Methyl chloride is toxic to multiple body systems. Long-term exposure to the chemical can result in blurred vision, confusion, numbness of extremities, ataxia, tremors, confusion and hallucinations. Symptoms of long-term poisoning can last several months.


~h2First Aid Measures [7]

  • Ingestion: Ingestion is not considered a potential route of exposure. However, if this chemical is ingested, DO NOT INDUCE VOMITING, and immediately contact a medical professional.
  • Skin contact: The liquid form of this chemical may cause frostbite. For exposure to the liquid form, warm frostbitten area with water that does not exceed 41°C. Maintain skin temperature for at least 15 minutes, or until normal look, touch and temperature have returned. If there is heavy exposure, remove clothing while showering with warm water. Immediately contact a healthcare professional.
  • Eye contact: Rinse eyes carefully with water for at least 15 minutes, ensuring to hold both eyelids open so they are flushed thoroughly. Contact an ophthalmologist immediately.
  • Inhalation: Take victim to the nearest fresh air source and monitor their breathing. If they are not breathing, and you are qualified, you can administer CPR—with a pocket mask or one-way valve. Immediately contact a medical professional. 
  • General: Never administer anything by mouth to an unconscious, exposed person.

  • Exposure Controls/Personal Protection [7]

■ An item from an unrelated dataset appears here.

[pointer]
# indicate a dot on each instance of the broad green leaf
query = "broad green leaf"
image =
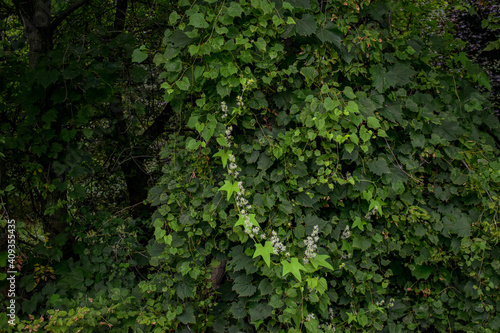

  • Engineering controls: Emergency eyewash fountains and safety showers should be accessible in the immediate area of the potential exposure. Ensure there is adequate ventilation. Only use in conjunction with an explosion-proof local exhaust system, e.g. a fume hood.

  • Personal protection: Safety glasses, protective and dustproof clothing, gloves, an apron and an appropriate mask. Follow the PPE guidelines set in your jurisdiction. 

Regulation [8]

~h2United States:

The Occupational Safety and Health Administration (OSHA) has set an 8-hour time weighted average (TWA) concentration limit for methyl chloride of 100ppm.

Australia [9]

Safe Work Australia has set an 8-hour time TWA for ethyl chloride of 20ppm. They have set a Short Term Exposure Limit (STEL) of 80ppm.